Haruomi Hosono was obsessed with American music. Growing up in postwar Japan, he ignored domestic artists and listened to foreign sounds broadcast by the Far East Network, radio stations operated by the U.S. military. One of his childhood favorites can be considered the most consequential track of his early solo career: Martin Denny’s “Quiet Village.” The song, which nabbed the fourth spot on Billboard’s Hot 100 in 1959, brought exotica to the masses, ushering in new possibilities for sonic fantasy. “My music has always been fiction,” Denny said in 1998. “Everything comes from my imagination… it wasn’t about authenticity.” In the mid-’70s, Hosono was listening to Caribbean music but didn’t think he had the chops to make the real stuff. Exotica provided a way in—the freedom to be an amateur.
“Quiet Village” was an important reference point for Hosono’s second solo LP, Tropical Dandy, the 1975 album that inaugurated his “Tropical Trilogy.” What he liked about the song was what the rest of its global audience liked too: the vision of an entirely idealized place. Compared to Les Baxter’s original orchestral arrangement, Denny’s rendition was modest, featuring imitations of animals to conjure a picturesque landscape (the song was first performed amid croaking frogs, inspiring the creative decision). This scene-setting is the final touch Hosono added to “Nettaiya,” a remarkable soft-rock daydream that uses lapping waves as musical interludes. Over hushed ukulele he sings about Tokyo and Shanghai, Trinidad and Minnesota, the diverse locales serving as touchstones for an idyllic, eternal beachside—that is, until he complains that paradise is insufferably hot. Hosono’s take on exotica is both reflexive and funny, confronting listeners with its illusory nature.

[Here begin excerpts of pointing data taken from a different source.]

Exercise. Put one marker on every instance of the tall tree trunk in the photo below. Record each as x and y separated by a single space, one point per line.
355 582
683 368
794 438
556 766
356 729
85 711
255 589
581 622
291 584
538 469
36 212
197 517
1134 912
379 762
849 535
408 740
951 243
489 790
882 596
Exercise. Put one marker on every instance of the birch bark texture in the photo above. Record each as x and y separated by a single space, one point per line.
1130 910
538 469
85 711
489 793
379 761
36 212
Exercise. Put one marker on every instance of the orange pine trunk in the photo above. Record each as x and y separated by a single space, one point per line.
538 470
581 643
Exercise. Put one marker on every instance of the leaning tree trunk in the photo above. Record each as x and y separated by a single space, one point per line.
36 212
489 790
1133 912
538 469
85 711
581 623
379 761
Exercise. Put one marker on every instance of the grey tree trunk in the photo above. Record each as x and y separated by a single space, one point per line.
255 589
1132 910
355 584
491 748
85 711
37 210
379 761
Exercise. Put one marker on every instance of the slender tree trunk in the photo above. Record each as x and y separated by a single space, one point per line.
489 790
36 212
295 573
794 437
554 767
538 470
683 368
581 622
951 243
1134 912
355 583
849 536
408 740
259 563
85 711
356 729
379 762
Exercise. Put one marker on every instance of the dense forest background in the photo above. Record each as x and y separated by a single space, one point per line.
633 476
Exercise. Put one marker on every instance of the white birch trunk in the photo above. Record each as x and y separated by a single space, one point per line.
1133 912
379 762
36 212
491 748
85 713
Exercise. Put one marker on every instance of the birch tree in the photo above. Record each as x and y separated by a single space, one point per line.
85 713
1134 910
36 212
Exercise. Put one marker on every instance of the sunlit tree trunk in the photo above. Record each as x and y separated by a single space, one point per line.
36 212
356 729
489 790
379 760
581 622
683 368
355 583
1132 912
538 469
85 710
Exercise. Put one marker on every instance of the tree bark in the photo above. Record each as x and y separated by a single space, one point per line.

“Let’s embark on this journey together before the Japanese archipelago sinks into the ocean,” Hosono writes at the end of Tropical Dandy’s liner notes. His mission, as he saw it, was to take music that traversed numerous countries and then add his own flavor. He dubbed this worldly style “Soy Sauce Music,” seeing his work as an extension of what all great songs did: engage in a rich and never-ending global conversation. The album’s opener makes good on that promise. He covers Glenn Miller’s big-band hit “Chattanooga Choo Choo” but sings it in Portuguese, riffing on Carmen Miranda’s version from 1942. You can hear the homage in the way his band lifts the scat interludes, but they also begin with a Sly and the Family Stone-like funk groove, throw in swing piano detours, and make space for guitar and trumpet solos. Even more, it’s suffused with the boisterous spirit of calypso music, especially because Hosono’s nasally delivery recalls the genre’s most humorous raconteur, Mighty Sparrow.